Sigiswald Kuijken has carved out a distinctive niche among the numerous collections of Bach Cantata recordings. Creating his own one-year cantata cycle, he can cherry-pick from the 199 available pieces – so this disc includes BWV140, ‘Wachet auf’, an ‘extra’ for the occasional years when the ecclesiastical calendar has a 27th Sunday after Trinity, and the highly unusual BWV60, ‘O Ewigkeit’, with three allegorical characters: Fear, Hope and the Holy Spirit.
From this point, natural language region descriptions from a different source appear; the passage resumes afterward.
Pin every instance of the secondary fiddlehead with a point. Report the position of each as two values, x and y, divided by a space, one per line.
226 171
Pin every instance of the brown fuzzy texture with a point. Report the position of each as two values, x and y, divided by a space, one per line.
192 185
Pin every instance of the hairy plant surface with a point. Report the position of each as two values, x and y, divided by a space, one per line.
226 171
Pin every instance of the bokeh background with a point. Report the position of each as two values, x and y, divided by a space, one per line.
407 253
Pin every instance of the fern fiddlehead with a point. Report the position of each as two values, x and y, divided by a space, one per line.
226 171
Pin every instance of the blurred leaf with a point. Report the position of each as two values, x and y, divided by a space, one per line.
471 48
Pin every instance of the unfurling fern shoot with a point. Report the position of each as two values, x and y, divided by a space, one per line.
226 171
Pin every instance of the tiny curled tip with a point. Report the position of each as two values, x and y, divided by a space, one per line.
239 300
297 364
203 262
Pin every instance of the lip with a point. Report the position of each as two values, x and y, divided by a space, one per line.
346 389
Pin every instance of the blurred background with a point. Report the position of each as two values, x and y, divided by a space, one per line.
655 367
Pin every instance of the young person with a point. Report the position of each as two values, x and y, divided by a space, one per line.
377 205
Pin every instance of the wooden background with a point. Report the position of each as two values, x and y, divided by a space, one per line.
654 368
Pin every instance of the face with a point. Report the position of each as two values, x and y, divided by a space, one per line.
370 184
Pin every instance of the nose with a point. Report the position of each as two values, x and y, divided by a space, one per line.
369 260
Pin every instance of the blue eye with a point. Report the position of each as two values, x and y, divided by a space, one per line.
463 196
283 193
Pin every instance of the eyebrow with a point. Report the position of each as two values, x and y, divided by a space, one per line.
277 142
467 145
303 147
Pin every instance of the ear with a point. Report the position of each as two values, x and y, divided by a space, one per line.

His recordings have a characteristic lightness of texture, with only one voice to each part, near-minimal strings and no 16-foot bass sound below the cello. All this works well in the arias, transparently scored and beautifully balanced; ‘Immerhin’, the first of BWV52, is a lovely warp and weft of silken lines – soprano, two violins and ‘basse de violin’. The opera-inspired drama of BWV60 is astonishingly depicted – Fear trembles in recitative, the Holy Spirit reassures in alternating arioso.

The opening ‘chorus’ of BWV116, ‘Du Friedefürst’, is exhilarating, with springy up-beat rhythms from oboes d’amore and strings wrapped round the sustained chorale from the four (solo) voices. I’m less convinced by some denser textures. Brandenburg Concerto No. 1, borrowed as the Sinfonia of BWV52, has so many contrapuntal lines vying for prominence that, without more selective balancing, individual parts are masked by the whole. Violins particularly, with featherweight bows, are subsumed without supporting oboes. Natural horns are disconcertingly careless about tuning F/F sharp (a single note, tweaked up or down by lip pressure).

Still, an enjoyable addition to Kuijken’s series, with inspired moments in performance.